At this time there came from Cæsarea a renowned physician, a Hebrew, Joseph, son of Khuza. Cinna brought him at once to his wife, and for a time hope returned to his heart. Joseph, who had no faith in Greek and Roman gods, rejected contemptuously the opinion about Hecate. He supposed it more likely that demons had entered the sick woman, and advised Cinna to leave Egypt, where, in addition to demons, marshy effluvia of the Delta might injure Antea. He advised also, perhaps because he was a Hebrew, to go to Jerusalem,—a place where demons have no entrance, and where the air is dry and wholesome.

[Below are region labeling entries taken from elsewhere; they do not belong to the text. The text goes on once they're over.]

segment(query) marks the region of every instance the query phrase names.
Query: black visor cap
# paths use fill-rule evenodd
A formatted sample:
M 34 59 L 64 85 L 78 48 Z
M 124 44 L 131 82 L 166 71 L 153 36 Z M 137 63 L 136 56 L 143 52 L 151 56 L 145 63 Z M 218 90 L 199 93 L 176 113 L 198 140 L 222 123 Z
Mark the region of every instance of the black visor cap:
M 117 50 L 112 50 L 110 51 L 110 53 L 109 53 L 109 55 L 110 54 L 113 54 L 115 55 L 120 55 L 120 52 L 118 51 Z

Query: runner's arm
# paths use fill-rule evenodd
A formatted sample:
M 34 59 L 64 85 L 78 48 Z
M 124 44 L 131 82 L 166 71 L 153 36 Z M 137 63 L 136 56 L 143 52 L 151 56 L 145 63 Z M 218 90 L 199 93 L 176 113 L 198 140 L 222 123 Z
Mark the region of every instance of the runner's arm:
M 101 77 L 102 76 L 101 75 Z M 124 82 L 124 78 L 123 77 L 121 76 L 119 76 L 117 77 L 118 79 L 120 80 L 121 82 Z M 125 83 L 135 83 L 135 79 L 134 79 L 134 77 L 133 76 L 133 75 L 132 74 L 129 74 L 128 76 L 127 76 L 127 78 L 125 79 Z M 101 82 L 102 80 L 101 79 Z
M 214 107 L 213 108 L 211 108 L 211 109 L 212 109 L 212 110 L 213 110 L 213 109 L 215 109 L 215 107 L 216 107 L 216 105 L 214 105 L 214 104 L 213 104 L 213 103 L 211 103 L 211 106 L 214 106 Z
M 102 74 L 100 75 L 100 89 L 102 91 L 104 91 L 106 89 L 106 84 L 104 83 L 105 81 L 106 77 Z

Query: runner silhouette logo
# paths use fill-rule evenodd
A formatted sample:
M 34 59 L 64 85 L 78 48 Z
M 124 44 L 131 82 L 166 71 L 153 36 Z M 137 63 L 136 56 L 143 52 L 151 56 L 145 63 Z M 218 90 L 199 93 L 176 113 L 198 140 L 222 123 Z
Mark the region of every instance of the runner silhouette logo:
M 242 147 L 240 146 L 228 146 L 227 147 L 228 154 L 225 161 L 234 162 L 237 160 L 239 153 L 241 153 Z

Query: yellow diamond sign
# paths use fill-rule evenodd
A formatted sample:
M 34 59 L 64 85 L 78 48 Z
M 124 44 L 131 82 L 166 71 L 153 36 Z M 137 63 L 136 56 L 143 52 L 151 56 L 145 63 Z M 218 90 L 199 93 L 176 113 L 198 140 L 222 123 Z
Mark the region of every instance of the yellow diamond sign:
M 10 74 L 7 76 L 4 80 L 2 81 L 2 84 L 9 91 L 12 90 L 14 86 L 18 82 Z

Cinna followed this advice the more willingly,—first, because there was no other, and second, because Jerusalem was governed by an acquaintance of his, a procurator whose ancestors were formerly clients of the house of Cinna.

In fact, when they came, the procurator, Pontius, received them with open arms and gave them as dwelling his own summer residence, which stood near the walls of the city. But Cinna's hope was swept away before his arrival. The corpse-like face looked at Antea even on the deck of the galley; on coming to the city the sick woman waited for midday with the same deathly terror as on a time in Alexandria.

And so their days began to pass in oppression, despair, and fear of death.